Directory Server 5 configuration is specified in the file serverRoot/slapd-serverID/config/dse.ldif. Directory Server 6.3 configuration is specified in the file instance-path/config/dse.ldif.
To migrate data from 5.1, perform the following steps:
Run the migrateInstance5 migration script to produce a 5.2 configuration.
Use dsmig to migrate the 5.2 configuration.
You can directly use dsmig to migrate 5.1 configuration data.
For information on using migrateInstance5, see the Directory Server 5.2 2005Q1 Installation and Migration Guide. For information on using dsmig to migrate the configuration, see Using dsmig to Migrate Configuration Data.
The following section describes the specific configuration attributes that must be migrated from the old instance to the new instance.
The values of the following attribute types must be migrated.
The implementation of global scope ACIs requires all ACIs specific to the rootDSE to have a targetscope field, with a value of base (targetscope=”base”). ACIs held in the rootDSE are specific to each Directory Server instance and are not replicated. Therefore there should be no incompatibility problems when running a Directory Server 6.3 server in a topology containing servers of previous versions. For more information about the changes made with regard to ACI scope, see Changes to ACIs.
In addition to the ACI change, the following attributes under cn=config must be migrated:
nsslapd-accesscontrol nsslapd-accesslog-level nsslapd-accesslog-logbuffering nsslapd-accesslog-logexpirationtime nsslapd-accesslog-logexpirationtimeunit nsslapd-accesslog-logging-enabled nsslapd-accesslog-logmaxdiskspace nsslapd-accesslog-logminfreediskspace nsslapd-accesslog-logrotationtime nsslapd-accesslog-logrotattiontimeunit nsslapd-accesslog-maxlogsize nsslapd-accesslog-maxlogsperdir nsslapd-attribute-name-exceptions nsslapd-auditlog-logexpirationtime nsslapd-auditlog-logexpirationtimeunit nsslapd-auditlog-logging-enabled nsslapd-auditlog-logmaxdiskspace nsslapd-auditlog-logminfreediskspace nsslapd-auditlog-logrotationtime nsslapd-auditlog-logrotattiontimeunit nsslapd-auditlog-maxlogsize nsslapd-auditlog-maxlogsperdir nsslapd-certmap-basedn nsslapd-ds4-compatible-schema nsslapd-enquote-sup-oc nsslapd-errorlog-level nsslapd-errorlog-logexpirationtime nsslapd-errorlog-logexpirationtimeunit nsslapd-errorlog-logging-enabled nsslapd-errorlog-logmaxdiskspace nsslapd-errorlog-logminfreediskspace nsslapd-errorlog-logrotationtime nsslapd-errorlog-logrotattiontimeunit nsslapd-errorlog-maxlogsize nsslapd-errorlog-maxlogsperdir nsslapd-groupevalnestlevel nsslapd-idletimeout nsslapd-infolog-area nsslapd-infolog-level nsslapd-ioblocktimeout nsslapd-lastmod nsslapd-listenhost nsslapd-maxbersize nsslapd-maxconnections nsslapd-maxdescriptors nsslapd-maxpsearch nsslapd-maxthreadsperconn nsslapd-nagle nsslapd-readonly nsslapd-referral nsslapd-referralmode nsslapd-reservedescriptors nsslapd-return-exact-case nsslapd-rootpwstoragescheme nsslapd-schema-repl-useronly nsslapd-schemacheck nsslapd-search-tune nsslapd-securelistenhost nsslapd-security nsslapd-sizelimit nsslapd-threadnumber nsslapd-timelimit ds-start-tls-enabled
All attributes under "cn=encryption,cn=config" must be migrated.
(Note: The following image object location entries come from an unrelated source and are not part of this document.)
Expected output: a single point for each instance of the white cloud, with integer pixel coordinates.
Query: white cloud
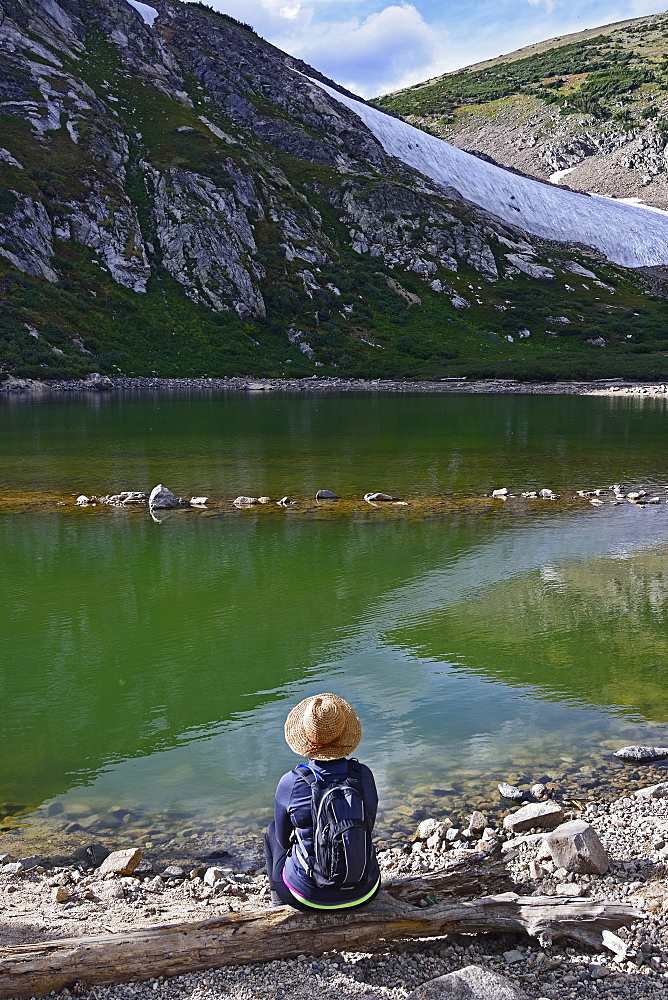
(385, 50)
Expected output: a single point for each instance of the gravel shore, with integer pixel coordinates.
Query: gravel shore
(12, 386)
(633, 829)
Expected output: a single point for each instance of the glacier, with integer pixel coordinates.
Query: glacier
(630, 235)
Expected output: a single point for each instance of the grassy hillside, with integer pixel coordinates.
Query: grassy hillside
(360, 313)
(615, 72)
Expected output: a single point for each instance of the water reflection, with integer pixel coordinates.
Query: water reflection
(152, 664)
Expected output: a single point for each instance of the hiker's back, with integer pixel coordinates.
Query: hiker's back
(332, 806)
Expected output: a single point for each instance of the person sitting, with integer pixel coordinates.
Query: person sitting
(318, 847)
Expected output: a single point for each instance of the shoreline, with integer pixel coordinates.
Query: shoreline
(43, 903)
(13, 387)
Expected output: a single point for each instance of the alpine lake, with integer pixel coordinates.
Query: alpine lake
(147, 665)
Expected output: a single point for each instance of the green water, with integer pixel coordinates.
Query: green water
(150, 665)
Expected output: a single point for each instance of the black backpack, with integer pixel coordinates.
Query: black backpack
(342, 847)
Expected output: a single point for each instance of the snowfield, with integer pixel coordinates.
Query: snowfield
(627, 234)
(148, 14)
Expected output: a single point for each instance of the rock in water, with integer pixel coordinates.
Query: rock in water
(121, 862)
(541, 791)
(162, 498)
(576, 847)
(470, 983)
(511, 792)
(659, 791)
(642, 755)
(541, 815)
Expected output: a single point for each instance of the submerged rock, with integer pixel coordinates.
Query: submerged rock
(642, 755)
(512, 793)
(121, 862)
(658, 791)
(163, 498)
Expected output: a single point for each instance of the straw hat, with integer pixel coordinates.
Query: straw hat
(323, 727)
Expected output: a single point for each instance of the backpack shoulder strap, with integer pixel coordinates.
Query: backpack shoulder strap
(308, 774)
(354, 768)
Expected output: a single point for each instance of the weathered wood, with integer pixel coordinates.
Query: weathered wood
(479, 874)
(265, 935)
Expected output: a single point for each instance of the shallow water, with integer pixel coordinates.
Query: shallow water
(147, 667)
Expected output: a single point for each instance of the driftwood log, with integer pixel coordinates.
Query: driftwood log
(265, 935)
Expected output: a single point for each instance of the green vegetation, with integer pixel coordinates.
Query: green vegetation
(354, 314)
(474, 87)
(590, 75)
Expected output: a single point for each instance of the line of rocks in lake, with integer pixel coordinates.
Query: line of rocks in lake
(11, 385)
(604, 850)
(160, 498)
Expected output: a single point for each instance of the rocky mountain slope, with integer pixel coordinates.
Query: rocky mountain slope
(588, 110)
(179, 197)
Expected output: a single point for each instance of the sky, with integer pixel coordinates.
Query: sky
(373, 47)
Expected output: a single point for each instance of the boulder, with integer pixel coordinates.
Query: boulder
(659, 791)
(576, 847)
(470, 983)
(121, 862)
(642, 755)
(541, 815)
(162, 498)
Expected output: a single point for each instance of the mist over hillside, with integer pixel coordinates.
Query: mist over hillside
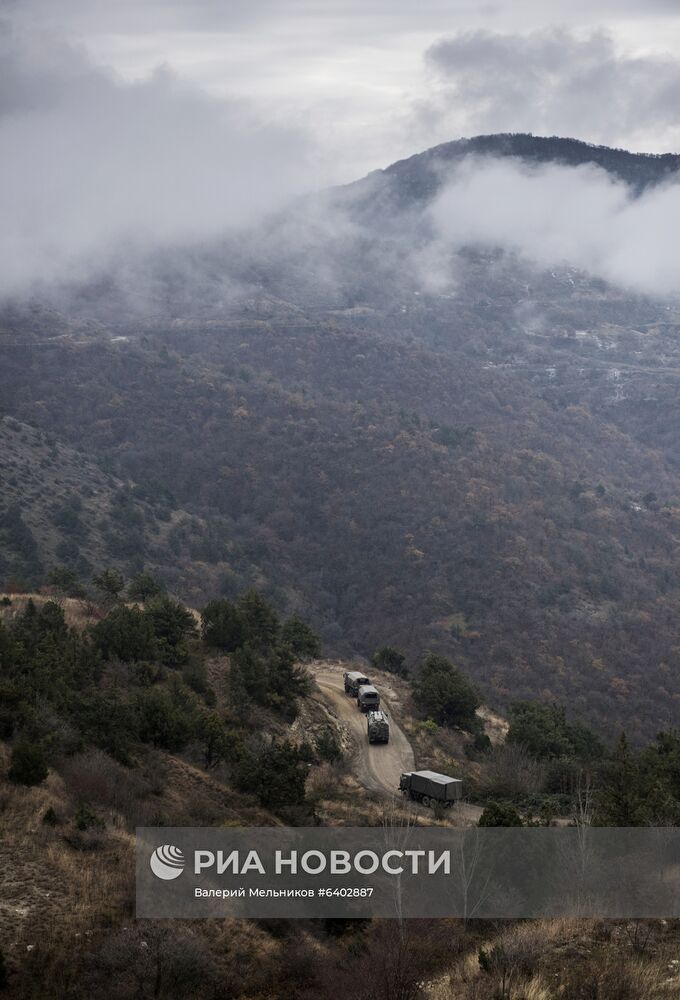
(412, 419)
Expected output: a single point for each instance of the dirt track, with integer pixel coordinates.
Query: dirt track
(378, 765)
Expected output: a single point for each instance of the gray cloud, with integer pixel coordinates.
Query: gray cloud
(91, 164)
(556, 215)
(553, 81)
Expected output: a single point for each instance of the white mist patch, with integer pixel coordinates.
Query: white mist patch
(93, 166)
(556, 215)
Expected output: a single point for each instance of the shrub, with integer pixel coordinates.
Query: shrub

If you are using certificate authentication or the secure port, the key file path and certificate database file path under "cn=encryption,cn=config" must be updated. The values of the following attributes must be migrated:
nsKeyfile nsCertfile
The values of the aci attributes under "cn=features,cn=config" must be migrated.
In addition, the values of all identity mapping attributes must be migrated.
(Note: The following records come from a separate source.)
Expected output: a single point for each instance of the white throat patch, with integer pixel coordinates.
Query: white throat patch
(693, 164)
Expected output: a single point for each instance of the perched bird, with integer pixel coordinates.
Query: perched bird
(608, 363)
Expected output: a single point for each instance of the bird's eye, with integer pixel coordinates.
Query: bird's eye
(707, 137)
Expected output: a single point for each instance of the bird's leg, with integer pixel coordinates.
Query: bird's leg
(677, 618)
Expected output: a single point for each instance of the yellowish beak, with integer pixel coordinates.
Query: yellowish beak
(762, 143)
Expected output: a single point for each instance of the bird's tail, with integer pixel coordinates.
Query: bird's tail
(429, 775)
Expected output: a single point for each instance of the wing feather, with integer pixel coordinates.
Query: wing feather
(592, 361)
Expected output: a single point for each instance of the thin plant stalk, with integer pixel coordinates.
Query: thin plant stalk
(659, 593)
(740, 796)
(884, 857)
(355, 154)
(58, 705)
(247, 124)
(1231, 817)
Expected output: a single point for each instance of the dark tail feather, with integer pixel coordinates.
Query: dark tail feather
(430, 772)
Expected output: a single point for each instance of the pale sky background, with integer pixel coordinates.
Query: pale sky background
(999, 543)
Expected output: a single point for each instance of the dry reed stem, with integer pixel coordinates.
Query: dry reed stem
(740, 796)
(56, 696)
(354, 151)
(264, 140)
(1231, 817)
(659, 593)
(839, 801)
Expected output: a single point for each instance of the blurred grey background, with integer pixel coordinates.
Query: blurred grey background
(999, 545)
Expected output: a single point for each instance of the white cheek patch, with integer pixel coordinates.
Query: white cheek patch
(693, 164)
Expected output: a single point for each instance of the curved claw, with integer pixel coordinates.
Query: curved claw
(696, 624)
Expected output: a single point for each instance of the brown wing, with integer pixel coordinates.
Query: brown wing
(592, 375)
All entries under "cn=mapping tree,cn=config" must be migrated.
The Netscape Root database has been deprecated in Directory Server 6.3. If your old instance made specific use of the Netscape Root database, the attributes under o=netscaperoot must be migrated. Otherwise, they can be ignored.
Before migrating replication configuration attributes, ensure that there are no pending changes to be replicated. You can use the insync command to do this.
In addition to the configuration attributes, all entries under cn=replication,cn=config must be migrated. You must manually update the host and port on all replication agreements to the new instance, as well as the path to the change log database (nsslapd-changelogdir).
The following sections list the replication configuration attributes that must be migrated:
Old Attribute Name |
Directory Server 6.3 Attribute Name |
---|---|
nsslapd-changelogmaxage |
dschangelogmaxage |
nsslapd-changelogmaxentries |
dschangelogmaxentries |
In addition, these attributes must be moved from cn=changelog5,cn=config to cn=replica,cn=suffixname,cn=mapping tree,cn=config entries (for each suffix name).
If your topology uses fractional replication, the following attribute names must be changed.
Table 3–2 Fractional Replication Attribute Name Changes
Old Attribute Name |
Directory Server 6.3Attribute Name |
---|---|
dsFilterSPType == fractional_include |
dsReplFractionalInclude |
dsFilterSPType == fractional_exclude |
dsReplFractionalExclude |
The values of the following replica configuration attributes must be migrated:
ds5ReferralDelayAfterInit nsDS5Flags nsDS5ReplicaBindDN nsDS5ReplicaId nsDS5ReplicaLegacyConsumer nsDS5ReplicaName nsDS5ReplicaPurgeDelay nsDS5ReplicaReferral nsDS5ReplicaRoot nsDS5ReplicaTombstonePurgeInterval aci
The dschangelogmaxage and dschangelogmaaxentries attributes are added to the replica entry.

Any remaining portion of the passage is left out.